Not, I hasten to make clear, a Daily Mail style piece on the health giving properties of drinking expensive water, but a couple of quick notes.
First, a Southwark rent arrears possession case, demonstrating that the effects of Jones v London Borough of Southwark  EWHC 457 (Ch) (our report) rumble on in Southwark, despite the Council agreeing to repay overcharged water rates for the period 2001-2013 to the tenants. (Our thanks to Serdar Celebi, Cambridge House Law Centre and Tim Baldwin, Garden Court Chambers for the note).
LB Southwark v SH. 29 March 2017, Lambeth County Court.
In June 2016 (after the decision to refund tenants) Southwark brought a possession claim against SH for rent arrears. The sum claimed and the rent statements took no account of the water rates refund.
SH defended on that basis, and also that the arrears were in large part due to housing benefit issues. In July 2016 a payment of £676.10 was made to the rent account by Southwark for the water rates refund. In the same month, arrears of housing benefit of £1,515.68. These brought the rent account into credit.
On 29 March 2017 DDJ Rollason dismissed the Claim and ordered the Claimant to pay the Defendant’s costs. The DDJ found that given judgment was given in Jones v Southwark in March 2016 and this Claim was issued in June 2016, the figures in the Particulars of Claim were ‘wholly incorrect’ and the imminent water rates refund ‘should never have been included’ in the Claim. The DDJ further found in relation to the rent arrears caused by Housing Benefit arrears, proceedings should not have been commenced due to the outstanding issues. The DDJ referred to paragraph 2.6 of the pre action protocol on rent arrears possession claims.

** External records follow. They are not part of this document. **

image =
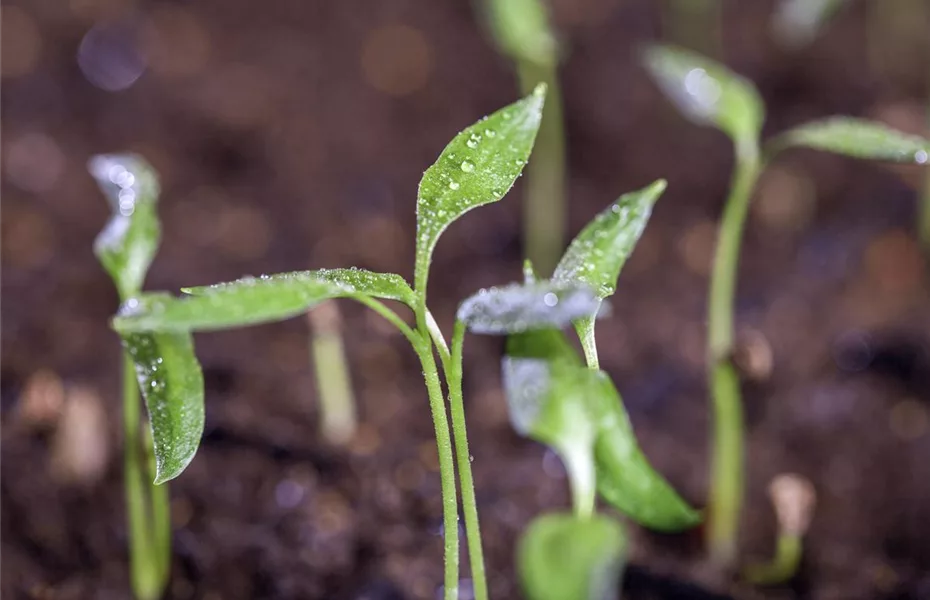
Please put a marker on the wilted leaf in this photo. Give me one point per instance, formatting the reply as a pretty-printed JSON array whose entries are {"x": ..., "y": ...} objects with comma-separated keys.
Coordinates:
[
  {"x": 515, "y": 307},
  {"x": 478, "y": 167},
  {"x": 253, "y": 300},
  {"x": 563, "y": 557},
  {"x": 128, "y": 243},
  {"x": 171, "y": 381},
  {"x": 707, "y": 92},
  {"x": 858, "y": 138}
]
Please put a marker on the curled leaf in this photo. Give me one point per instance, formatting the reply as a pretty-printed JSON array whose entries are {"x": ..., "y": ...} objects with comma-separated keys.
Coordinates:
[
  {"x": 171, "y": 381},
  {"x": 253, "y": 300},
  {"x": 858, "y": 138},
  {"x": 478, "y": 167},
  {"x": 514, "y": 308},
  {"x": 128, "y": 242},
  {"x": 563, "y": 557},
  {"x": 706, "y": 91}
]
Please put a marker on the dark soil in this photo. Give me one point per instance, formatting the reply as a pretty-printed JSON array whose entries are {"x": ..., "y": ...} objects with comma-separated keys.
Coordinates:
[{"x": 278, "y": 152}]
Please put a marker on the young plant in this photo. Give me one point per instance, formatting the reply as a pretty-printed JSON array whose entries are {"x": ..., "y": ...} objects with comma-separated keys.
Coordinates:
[
  {"x": 162, "y": 364},
  {"x": 521, "y": 31},
  {"x": 710, "y": 94},
  {"x": 334, "y": 383},
  {"x": 570, "y": 405},
  {"x": 478, "y": 167}
]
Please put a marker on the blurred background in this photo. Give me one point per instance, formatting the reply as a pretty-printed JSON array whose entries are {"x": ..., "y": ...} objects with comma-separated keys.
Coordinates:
[{"x": 292, "y": 135}]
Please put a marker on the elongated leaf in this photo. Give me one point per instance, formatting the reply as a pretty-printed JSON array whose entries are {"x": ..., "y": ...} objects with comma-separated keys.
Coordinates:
[
  {"x": 556, "y": 401},
  {"x": 624, "y": 476},
  {"x": 171, "y": 381},
  {"x": 521, "y": 30},
  {"x": 478, "y": 167},
  {"x": 596, "y": 255},
  {"x": 253, "y": 300},
  {"x": 563, "y": 557},
  {"x": 515, "y": 307},
  {"x": 128, "y": 243},
  {"x": 707, "y": 92},
  {"x": 858, "y": 138}
]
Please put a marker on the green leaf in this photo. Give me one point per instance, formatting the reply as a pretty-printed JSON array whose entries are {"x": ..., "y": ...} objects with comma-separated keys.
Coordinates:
[
  {"x": 253, "y": 300},
  {"x": 624, "y": 476},
  {"x": 127, "y": 245},
  {"x": 707, "y": 92},
  {"x": 563, "y": 557},
  {"x": 576, "y": 411},
  {"x": 521, "y": 30},
  {"x": 858, "y": 138},
  {"x": 514, "y": 308},
  {"x": 478, "y": 167},
  {"x": 171, "y": 381},
  {"x": 596, "y": 255}
]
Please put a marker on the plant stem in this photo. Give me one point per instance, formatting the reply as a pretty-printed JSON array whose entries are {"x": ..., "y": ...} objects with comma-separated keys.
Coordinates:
[
  {"x": 544, "y": 210},
  {"x": 337, "y": 402},
  {"x": 424, "y": 349},
  {"x": 727, "y": 454},
  {"x": 146, "y": 571},
  {"x": 453, "y": 370},
  {"x": 784, "y": 565}
]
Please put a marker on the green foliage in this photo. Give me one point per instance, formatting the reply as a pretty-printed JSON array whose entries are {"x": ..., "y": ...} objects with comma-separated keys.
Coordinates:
[
  {"x": 253, "y": 300},
  {"x": 858, "y": 138},
  {"x": 521, "y": 30},
  {"x": 563, "y": 557},
  {"x": 171, "y": 381},
  {"x": 128, "y": 243},
  {"x": 555, "y": 400},
  {"x": 478, "y": 167},
  {"x": 514, "y": 308},
  {"x": 707, "y": 92}
]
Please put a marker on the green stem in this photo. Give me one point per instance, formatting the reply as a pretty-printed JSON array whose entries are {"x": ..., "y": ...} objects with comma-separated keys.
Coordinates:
[
  {"x": 147, "y": 575},
  {"x": 544, "y": 209},
  {"x": 784, "y": 565},
  {"x": 337, "y": 402},
  {"x": 727, "y": 453},
  {"x": 453, "y": 370},
  {"x": 450, "y": 515}
]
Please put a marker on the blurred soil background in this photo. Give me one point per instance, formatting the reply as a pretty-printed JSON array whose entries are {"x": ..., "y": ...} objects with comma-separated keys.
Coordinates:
[{"x": 292, "y": 135}]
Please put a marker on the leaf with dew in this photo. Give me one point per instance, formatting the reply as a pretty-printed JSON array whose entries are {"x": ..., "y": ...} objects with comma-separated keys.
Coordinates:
[
  {"x": 253, "y": 300},
  {"x": 858, "y": 138},
  {"x": 128, "y": 243},
  {"x": 171, "y": 381},
  {"x": 478, "y": 167},
  {"x": 707, "y": 92},
  {"x": 517, "y": 307},
  {"x": 565, "y": 557}
]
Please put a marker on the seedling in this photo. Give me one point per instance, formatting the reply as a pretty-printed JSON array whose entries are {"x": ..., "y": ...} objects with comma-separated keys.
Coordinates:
[
  {"x": 334, "y": 384},
  {"x": 521, "y": 30},
  {"x": 570, "y": 405},
  {"x": 710, "y": 94},
  {"x": 162, "y": 364}
]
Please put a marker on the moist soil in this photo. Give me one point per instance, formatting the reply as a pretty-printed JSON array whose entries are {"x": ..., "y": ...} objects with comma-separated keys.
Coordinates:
[{"x": 279, "y": 151}]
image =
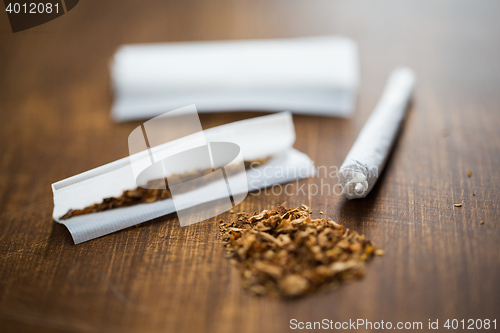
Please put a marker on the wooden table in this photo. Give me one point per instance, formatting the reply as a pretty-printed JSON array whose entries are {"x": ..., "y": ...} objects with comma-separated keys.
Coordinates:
[{"x": 440, "y": 262}]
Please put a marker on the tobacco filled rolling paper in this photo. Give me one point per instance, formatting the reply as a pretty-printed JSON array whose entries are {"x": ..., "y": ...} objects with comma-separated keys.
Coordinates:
[
  {"x": 366, "y": 159},
  {"x": 270, "y": 136}
]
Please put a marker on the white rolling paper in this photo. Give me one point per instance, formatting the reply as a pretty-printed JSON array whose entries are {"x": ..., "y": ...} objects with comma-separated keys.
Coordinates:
[
  {"x": 366, "y": 159},
  {"x": 311, "y": 75},
  {"x": 260, "y": 137}
]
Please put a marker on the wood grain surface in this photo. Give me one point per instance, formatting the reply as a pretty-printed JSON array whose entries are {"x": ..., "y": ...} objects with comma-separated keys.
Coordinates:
[{"x": 440, "y": 262}]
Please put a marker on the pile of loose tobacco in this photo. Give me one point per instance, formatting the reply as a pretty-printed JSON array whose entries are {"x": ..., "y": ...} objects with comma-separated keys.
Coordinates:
[{"x": 283, "y": 253}]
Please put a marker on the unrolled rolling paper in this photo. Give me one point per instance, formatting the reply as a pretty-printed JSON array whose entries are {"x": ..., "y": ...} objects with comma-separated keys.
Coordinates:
[
  {"x": 261, "y": 137},
  {"x": 311, "y": 75},
  {"x": 366, "y": 160}
]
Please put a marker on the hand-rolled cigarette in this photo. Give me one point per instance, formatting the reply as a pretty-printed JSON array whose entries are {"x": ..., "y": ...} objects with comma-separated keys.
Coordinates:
[{"x": 366, "y": 159}]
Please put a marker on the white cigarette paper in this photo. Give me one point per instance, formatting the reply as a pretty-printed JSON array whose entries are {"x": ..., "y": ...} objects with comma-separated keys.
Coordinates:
[
  {"x": 311, "y": 75},
  {"x": 262, "y": 137},
  {"x": 366, "y": 159}
]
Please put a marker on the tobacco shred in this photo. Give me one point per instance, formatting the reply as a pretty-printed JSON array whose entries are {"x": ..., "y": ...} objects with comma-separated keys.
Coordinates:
[
  {"x": 147, "y": 195},
  {"x": 283, "y": 253}
]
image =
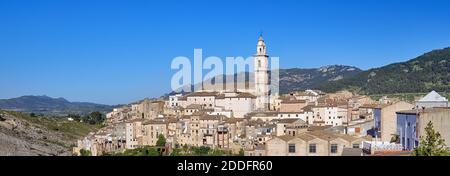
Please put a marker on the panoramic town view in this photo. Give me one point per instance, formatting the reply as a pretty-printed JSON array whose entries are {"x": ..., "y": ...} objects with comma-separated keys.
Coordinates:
[{"x": 171, "y": 88}]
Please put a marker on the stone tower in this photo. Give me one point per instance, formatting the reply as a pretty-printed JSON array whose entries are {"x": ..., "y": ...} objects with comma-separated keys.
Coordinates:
[{"x": 261, "y": 76}]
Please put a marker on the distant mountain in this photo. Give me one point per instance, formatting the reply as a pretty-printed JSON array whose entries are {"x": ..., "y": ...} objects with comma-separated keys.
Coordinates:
[
  {"x": 425, "y": 73},
  {"x": 51, "y": 106},
  {"x": 301, "y": 79}
]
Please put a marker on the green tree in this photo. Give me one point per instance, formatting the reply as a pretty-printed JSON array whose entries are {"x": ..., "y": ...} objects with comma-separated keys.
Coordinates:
[
  {"x": 432, "y": 144},
  {"x": 84, "y": 152},
  {"x": 161, "y": 141}
]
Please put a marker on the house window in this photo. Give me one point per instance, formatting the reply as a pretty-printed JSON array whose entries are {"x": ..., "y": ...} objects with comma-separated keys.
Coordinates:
[
  {"x": 333, "y": 148},
  {"x": 312, "y": 148},
  {"x": 291, "y": 148}
]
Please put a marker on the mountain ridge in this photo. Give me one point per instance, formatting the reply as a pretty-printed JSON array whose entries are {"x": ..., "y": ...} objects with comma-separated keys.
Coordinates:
[
  {"x": 427, "y": 72},
  {"x": 51, "y": 106}
]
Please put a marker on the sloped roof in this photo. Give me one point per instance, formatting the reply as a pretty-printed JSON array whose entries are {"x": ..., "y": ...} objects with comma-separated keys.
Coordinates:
[{"x": 433, "y": 96}]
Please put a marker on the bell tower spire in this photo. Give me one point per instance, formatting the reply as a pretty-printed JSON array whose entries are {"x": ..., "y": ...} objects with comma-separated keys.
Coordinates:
[{"x": 261, "y": 75}]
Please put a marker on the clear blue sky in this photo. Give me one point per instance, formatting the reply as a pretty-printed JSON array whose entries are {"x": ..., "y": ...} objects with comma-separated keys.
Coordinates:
[{"x": 110, "y": 51}]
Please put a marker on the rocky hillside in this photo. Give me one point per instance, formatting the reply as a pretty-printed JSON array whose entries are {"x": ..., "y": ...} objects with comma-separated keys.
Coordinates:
[
  {"x": 301, "y": 79},
  {"x": 425, "y": 73},
  {"x": 51, "y": 106},
  {"x": 22, "y": 135}
]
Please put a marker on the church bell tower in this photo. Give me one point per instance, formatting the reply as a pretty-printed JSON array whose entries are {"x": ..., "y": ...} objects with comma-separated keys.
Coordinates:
[{"x": 261, "y": 71}]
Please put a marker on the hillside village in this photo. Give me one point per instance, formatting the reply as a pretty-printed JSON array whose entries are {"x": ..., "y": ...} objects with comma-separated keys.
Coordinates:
[{"x": 300, "y": 123}]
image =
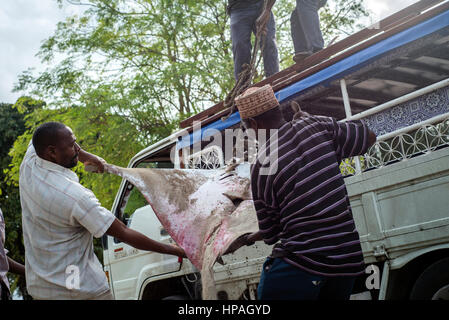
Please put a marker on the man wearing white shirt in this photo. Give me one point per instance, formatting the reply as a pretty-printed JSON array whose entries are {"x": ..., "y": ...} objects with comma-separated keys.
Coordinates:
[
  {"x": 6, "y": 263},
  {"x": 60, "y": 218}
]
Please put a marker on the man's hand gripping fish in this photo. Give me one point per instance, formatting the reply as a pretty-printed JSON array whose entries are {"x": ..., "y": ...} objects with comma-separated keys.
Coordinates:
[{"x": 204, "y": 211}]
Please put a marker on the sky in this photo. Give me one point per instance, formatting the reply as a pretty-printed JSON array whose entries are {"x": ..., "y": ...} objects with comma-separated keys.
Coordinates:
[{"x": 25, "y": 24}]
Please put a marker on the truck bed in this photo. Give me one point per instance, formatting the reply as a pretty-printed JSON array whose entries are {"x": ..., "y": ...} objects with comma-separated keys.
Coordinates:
[{"x": 403, "y": 206}]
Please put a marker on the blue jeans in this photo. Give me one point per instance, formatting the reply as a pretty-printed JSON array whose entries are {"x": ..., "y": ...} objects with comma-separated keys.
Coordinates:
[
  {"x": 305, "y": 26},
  {"x": 282, "y": 281},
  {"x": 242, "y": 25}
]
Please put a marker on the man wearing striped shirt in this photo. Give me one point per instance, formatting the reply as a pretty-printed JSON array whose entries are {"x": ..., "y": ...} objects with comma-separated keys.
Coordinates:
[{"x": 301, "y": 201}]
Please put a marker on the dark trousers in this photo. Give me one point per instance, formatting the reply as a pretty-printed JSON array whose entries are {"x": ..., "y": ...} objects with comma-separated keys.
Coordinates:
[
  {"x": 243, "y": 23},
  {"x": 305, "y": 26},
  {"x": 283, "y": 281}
]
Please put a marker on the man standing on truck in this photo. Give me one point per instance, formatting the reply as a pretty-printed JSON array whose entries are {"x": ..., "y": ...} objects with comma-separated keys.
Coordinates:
[
  {"x": 305, "y": 27},
  {"x": 303, "y": 206},
  {"x": 60, "y": 218}
]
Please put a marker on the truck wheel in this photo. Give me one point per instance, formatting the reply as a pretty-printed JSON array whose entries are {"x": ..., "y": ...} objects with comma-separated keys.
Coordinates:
[{"x": 433, "y": 283}]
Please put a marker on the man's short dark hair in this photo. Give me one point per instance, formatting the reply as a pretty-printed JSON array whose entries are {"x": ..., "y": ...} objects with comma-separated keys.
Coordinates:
[{"x": 46, "y": 134}]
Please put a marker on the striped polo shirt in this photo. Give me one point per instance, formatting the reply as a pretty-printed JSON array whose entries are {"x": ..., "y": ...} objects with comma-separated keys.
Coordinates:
[{"x": 301, "y": 199}]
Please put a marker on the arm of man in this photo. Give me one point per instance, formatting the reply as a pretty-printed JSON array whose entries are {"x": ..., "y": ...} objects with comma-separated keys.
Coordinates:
[
  {"x": 15, "y": 267},
  {"x": 91, "y": 159},
  {"x": 139, "y": 241}
]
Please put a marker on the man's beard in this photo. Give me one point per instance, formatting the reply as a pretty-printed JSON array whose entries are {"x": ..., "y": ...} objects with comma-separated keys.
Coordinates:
[{"x": 73, "y": 162}]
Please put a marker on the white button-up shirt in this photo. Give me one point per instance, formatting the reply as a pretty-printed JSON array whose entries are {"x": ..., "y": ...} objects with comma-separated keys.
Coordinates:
[{"x": 59, "y": 218}]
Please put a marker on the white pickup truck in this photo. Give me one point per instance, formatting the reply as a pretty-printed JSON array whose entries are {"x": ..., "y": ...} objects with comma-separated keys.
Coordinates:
[{"x": 398, "y": 82}]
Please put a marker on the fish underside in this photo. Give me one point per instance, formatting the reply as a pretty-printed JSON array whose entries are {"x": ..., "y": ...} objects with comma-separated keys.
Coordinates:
[{"x": 203, "y": 211}]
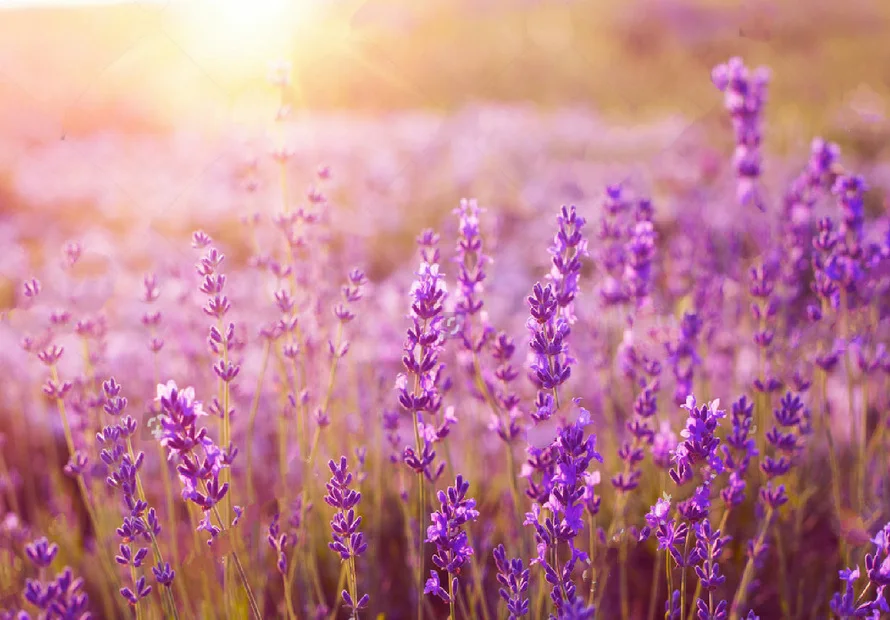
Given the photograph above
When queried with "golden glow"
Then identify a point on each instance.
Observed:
(243, 34)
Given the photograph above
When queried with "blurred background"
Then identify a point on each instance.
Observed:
(146, 115)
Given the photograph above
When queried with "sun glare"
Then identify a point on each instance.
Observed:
(244, 32)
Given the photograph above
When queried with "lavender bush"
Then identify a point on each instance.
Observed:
(275, 426)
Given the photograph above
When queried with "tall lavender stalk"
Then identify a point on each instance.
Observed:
(418, 388)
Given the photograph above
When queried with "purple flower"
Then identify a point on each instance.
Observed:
(514, 583)
(745, 97)
(471, 273)
(699, 445)
(348, 542)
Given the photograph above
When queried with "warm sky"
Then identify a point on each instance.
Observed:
(17, 4)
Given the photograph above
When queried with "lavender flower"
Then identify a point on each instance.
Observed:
(447, 533)
(514, 583)
(745, 96)
(699, 445)
(471, 273)
(348, 541)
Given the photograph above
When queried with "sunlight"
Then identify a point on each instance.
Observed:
(241, 33)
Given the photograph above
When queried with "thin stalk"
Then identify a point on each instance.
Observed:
(591, 526)
(85, 496)
(251, 420)
(254, 608)
(697, 593)
(288, 598)
(684, 572)
(669, 577)
(225, 474)
(832, 455)
(169, 601)
(748, 573)
(653, 593)
(330, 390)
(783, 578)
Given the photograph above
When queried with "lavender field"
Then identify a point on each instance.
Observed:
(461, 348)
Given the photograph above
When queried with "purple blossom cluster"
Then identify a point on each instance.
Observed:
(606, 479)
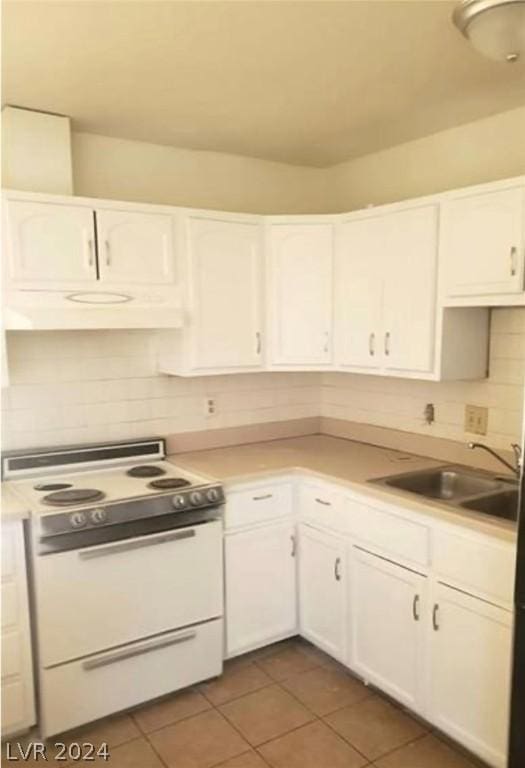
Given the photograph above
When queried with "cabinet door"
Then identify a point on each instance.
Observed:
(387, 605)
(322, 590)
(360, 246)
(482, 243)
(260, 587)
(135, 247)
(226, 285)
(51, 243)
(470, 667)
(409, 297)
(301, 293)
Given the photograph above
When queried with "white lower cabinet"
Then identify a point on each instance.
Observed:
(322, 590)
(261, 600)
(469, 660)
(18, 704)
(387, 607)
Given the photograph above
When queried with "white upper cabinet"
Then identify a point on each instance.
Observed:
(222, 273)
(300, 294)
(134, 247)
(482, 244)
(359, 292)
(50, 243)
(470, 663)
(409, 292)
(386, 290)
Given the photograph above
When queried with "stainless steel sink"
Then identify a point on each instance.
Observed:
(503, 504)
(444, 483)
(461, 488)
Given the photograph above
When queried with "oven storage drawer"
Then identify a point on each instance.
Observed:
(100, 597)
(81, 691)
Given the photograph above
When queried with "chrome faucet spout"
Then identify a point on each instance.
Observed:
(517, 452)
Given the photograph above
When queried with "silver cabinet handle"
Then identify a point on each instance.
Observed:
(91, 249)
(435, 617)
(128, 546)
(138, 650)
(415, 608)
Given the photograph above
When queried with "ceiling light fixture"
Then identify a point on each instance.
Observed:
(496, 28)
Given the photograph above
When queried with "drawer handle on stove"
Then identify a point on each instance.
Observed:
(127, 546)
(138, 650)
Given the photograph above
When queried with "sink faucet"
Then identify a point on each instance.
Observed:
(517, 454)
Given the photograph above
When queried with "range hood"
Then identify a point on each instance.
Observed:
(46, 310)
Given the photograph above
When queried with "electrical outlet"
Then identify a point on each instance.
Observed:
(476, 419)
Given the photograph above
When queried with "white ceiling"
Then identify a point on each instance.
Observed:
(302, 82)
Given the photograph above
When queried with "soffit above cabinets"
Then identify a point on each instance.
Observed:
(310, 83)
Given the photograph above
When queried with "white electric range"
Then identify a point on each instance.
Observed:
(125, 553)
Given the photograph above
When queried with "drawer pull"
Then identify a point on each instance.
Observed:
(128, 546)
(138, 650)
(415, 608)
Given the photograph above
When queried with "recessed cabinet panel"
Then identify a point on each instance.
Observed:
(260, 586)
(360, 246)
(387, 606)
(409, 295)
(301, 293)
(135, 247)
(470, 663)
(482, 241)
(51, 243)
(322, 590)
(225, 284)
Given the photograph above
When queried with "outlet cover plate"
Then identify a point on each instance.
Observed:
(476, 419)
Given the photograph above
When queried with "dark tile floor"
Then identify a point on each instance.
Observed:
(285, 706)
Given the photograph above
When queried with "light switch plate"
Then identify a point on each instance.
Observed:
(476, 419)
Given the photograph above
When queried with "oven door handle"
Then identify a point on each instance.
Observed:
(137, 650)
(127, 546)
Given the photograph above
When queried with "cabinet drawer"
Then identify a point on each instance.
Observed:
(14, 715)
(322, 505)
(127, 676)
(391, 535)
(9, 604)
(475, 565)
(258, 504)
(11, 654)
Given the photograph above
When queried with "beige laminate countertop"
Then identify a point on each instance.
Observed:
(13, 508)
(344, 461)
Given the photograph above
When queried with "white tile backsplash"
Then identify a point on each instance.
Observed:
(399, 403)
(88, 386)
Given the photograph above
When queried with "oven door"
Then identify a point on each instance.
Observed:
(92, 599)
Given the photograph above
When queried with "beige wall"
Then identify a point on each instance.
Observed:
(137, 171)
(489, 149)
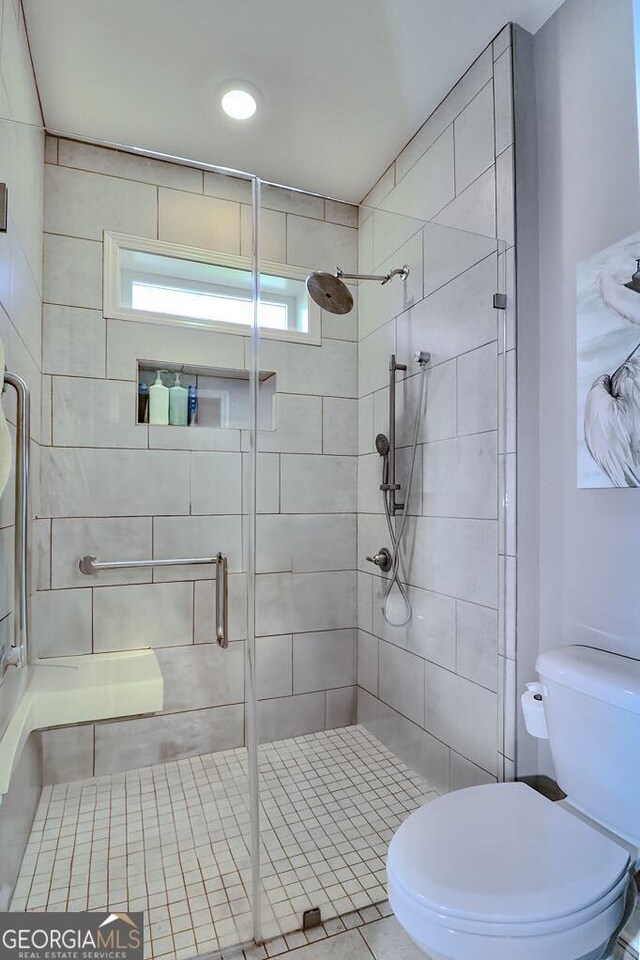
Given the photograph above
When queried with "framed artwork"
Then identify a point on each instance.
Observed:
(608, 375)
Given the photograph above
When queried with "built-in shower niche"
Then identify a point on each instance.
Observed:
(222, 395)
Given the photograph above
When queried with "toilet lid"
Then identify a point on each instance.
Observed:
(502, 853)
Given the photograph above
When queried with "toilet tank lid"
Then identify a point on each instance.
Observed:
(597, 673)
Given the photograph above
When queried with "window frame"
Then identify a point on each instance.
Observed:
(114, 309)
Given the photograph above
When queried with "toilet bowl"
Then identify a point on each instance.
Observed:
(498, 872)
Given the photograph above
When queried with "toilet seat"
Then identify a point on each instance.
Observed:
(500, 863)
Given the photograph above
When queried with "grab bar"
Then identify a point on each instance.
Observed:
(90, 565)
(221, 601)
(20, 653)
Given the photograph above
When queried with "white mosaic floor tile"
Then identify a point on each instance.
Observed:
(173, 840)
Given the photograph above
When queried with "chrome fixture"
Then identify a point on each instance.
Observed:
(89, 565)
(391, 487)
(382, 559)
(19, 654)
(634, 283)
(330, 292)
(389, 560)
(4, 220)
(221, 601)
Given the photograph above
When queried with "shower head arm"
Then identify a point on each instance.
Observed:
(402, 272)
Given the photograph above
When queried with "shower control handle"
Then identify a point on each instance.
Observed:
(382, 559)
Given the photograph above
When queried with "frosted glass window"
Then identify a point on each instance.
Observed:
(154, 281)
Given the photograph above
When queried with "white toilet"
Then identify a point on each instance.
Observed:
(499, 872)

The water rates issue continues – we have seen Greenwich being involved, and Lambeth are also facing such defences. As some 67 councils and housing associations had the same agreements with Thames Water (37 of them or so councils), the fall out will spread. Certainly anyone looking at a social landlord arrears claim in the Thames Water area so look at whether water rates are being charged as rent.
The DWP has issued guidance notes on the Housing Costs Element for 18-21 year olds (or rather the removal thereof).
At para 20 is a (non-exhaustive) list of circumstances in which it may be deemed to be inappropriate for the young person to live with their parents. It starts, rather obviously one might think, with
those whose parents are deceased
Still, it is always best to be clear about such things.
Apparently, the Decision Maker “should accept the evidence from the person or their representative unless there is stronger evidence to the contrary or the evidence is self contradictory”.
Of course the real damage is that landlords, particularly private landlords, will simply hear the ‘no housing element for those under 22’ and not offer tenancies in the first place, because one cannot claim the housing element (and gain the exemption) unless there actually is a specific prospective tenancy.
(Hat tip to @TimMorton2 for the ‘When did you last see your father?’ joke.)